そして増水後には、橋脚周辺や下流側先端部のブロックが、沈下や移動をしていないかを、ヘリコプターによる航空測量や河川内での現地踏査で地道に確認してきました。

増水後の根固めブロックの調査。ヘリコプターと河川内の現地踏査で根固めブロックの沈下や移動を調べる(以下の写真、資料:JR東海)

増水後の根固めブロックの調査。ヘリコプターと河川内の現地踏査で根固めブロックの沈下や移動を調べる(以下の写真、資料:JR東海)

しかし、実機のヘリコプターを飛ばすと1回当たり約300万円もかかり、河川内に入って作業するという危険性もあります。

そこでJR東海の小牧研究施設では、この作業を安全かつ効率的に行えるようにするため、

ナ、ナ、ナ、ナント、

 

3Dレーザースキャナー

 

を橋桁の下につり下げ、根固めブロックすべての位置計測できる装置を開発したのです。(JR東海のプレスリリース

3Dレーザースキャナーを使った根固めブロック計測措置の構成

3Dレーザースキャナーを使った根固めブロック計測措置の構成

 

橋脚から3Dスキャナーをつり下ろして計測するイメージ

橋脚から3Dスキャナーをつり下ろして計測するイメージ

 

計測方法は、橋梁からつ吊り下げる「計測治具」に3Dスキャナーを取り付け、橋梁の点検用通路の手すりからぶら下げます。

そして、レーザーで橋脚間にある根固めブロックの位置を点群データとして計測し、次の径間に移動し、計測する、ということを繰り返します。

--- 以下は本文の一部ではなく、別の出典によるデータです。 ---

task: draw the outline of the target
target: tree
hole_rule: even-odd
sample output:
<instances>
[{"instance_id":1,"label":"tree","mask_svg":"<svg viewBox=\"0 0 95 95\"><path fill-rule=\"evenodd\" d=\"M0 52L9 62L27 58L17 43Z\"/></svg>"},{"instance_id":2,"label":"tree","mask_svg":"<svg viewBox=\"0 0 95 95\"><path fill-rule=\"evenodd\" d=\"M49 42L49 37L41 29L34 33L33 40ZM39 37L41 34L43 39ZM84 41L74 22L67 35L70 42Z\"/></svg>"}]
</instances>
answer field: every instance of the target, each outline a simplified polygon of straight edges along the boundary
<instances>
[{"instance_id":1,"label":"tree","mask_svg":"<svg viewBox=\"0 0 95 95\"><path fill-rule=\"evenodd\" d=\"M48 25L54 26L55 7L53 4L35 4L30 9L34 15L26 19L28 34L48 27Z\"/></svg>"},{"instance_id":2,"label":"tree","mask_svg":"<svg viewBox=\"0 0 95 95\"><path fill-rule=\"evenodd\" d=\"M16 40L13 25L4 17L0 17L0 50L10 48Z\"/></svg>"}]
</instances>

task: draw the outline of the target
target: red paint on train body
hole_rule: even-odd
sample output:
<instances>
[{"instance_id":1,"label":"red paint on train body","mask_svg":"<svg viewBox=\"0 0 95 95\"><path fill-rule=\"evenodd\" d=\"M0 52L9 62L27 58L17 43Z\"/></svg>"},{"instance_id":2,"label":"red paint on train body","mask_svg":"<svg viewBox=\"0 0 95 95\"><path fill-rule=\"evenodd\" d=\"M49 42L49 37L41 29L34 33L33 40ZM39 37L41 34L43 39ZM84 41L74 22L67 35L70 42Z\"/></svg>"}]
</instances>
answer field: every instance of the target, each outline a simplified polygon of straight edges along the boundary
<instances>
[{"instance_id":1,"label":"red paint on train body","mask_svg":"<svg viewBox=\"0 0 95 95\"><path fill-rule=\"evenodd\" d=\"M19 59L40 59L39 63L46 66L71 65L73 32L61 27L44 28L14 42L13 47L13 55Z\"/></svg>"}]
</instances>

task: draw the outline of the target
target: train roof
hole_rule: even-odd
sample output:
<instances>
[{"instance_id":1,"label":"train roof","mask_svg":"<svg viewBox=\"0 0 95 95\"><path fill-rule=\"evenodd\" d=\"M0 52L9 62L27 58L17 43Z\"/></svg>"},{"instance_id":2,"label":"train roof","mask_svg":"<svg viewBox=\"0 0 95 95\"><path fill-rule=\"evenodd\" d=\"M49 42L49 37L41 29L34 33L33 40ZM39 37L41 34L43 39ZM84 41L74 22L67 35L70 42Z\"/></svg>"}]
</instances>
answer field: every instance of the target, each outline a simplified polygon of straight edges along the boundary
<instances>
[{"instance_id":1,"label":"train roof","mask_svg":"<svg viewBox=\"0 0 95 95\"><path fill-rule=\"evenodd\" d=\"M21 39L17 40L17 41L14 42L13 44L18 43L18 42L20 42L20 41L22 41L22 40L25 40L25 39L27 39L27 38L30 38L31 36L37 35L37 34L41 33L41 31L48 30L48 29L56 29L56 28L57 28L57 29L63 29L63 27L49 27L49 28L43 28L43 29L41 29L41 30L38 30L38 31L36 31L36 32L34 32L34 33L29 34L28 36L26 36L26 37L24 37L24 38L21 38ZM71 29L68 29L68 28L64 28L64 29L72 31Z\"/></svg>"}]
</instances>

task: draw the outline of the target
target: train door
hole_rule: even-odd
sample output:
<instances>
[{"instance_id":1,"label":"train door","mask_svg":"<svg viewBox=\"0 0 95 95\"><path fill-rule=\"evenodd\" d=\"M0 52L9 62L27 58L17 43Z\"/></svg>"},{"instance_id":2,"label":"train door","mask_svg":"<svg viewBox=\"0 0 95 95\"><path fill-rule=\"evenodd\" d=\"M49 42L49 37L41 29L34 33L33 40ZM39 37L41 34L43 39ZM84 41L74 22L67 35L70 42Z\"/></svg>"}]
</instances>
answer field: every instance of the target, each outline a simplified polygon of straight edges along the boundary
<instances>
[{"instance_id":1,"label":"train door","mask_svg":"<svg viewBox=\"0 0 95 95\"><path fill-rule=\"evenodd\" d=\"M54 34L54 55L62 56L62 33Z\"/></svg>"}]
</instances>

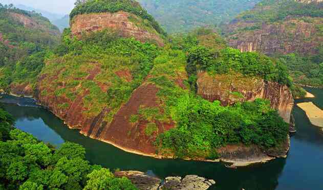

計測した点群データを事務所に持ち帰り、新開発の専用ソフトで分析すると、誰でも簡単にブロックの沈下や移動が分かります。

計測した点群データのイメージ

計測した点群データのイメージ

専用ソフトによる分析。移動前後の状態を色違いで表示し、移動したものは一目で判断できる

専用ソフトによる分析。移動前後の状態を色違いで表示し、移動したものは一目で判断できる

これまではヘリコプターの費用や運行調整が必要で、計測から結果出力まで約1週間かかっていました。それが、この装置が開発されたおかげで、増水後、水位が低下したらすぐに計測し、1日で結果を得られるようになりました。

そして計測精度は、従来の方法だと±10cmだったのが、

ナ、ナ、ナ、ナント、

 

±2mmに改善

 

され、わずかな移動も見逃さないようになりました。

根固めブロックの計測範囲も以前は橋脚周辺と、下流部先端部の約250個だけだったのが、4万個すべてを“全数検査”できるようになりました。

根固めブロックの計測範囲は「全数検査」に拡大した

根固めブロックの計測範囲は「全数検査」に拡大した

JR東海によると、鉄道橋梁の根固めブロックの位置計測に3Dレーザースキャナーを用いるのは、日本初とのことです。2017年9月から乗務での使用を予定しています。

この装置は、2017年5月に国際航業、ジェイアール東海コンサルタンツと共同で特許出願済みです。

複雑な形や配置をしている構造物も、点群データで「IoT(モノのインターネット)」的に管理すると効率的ですね。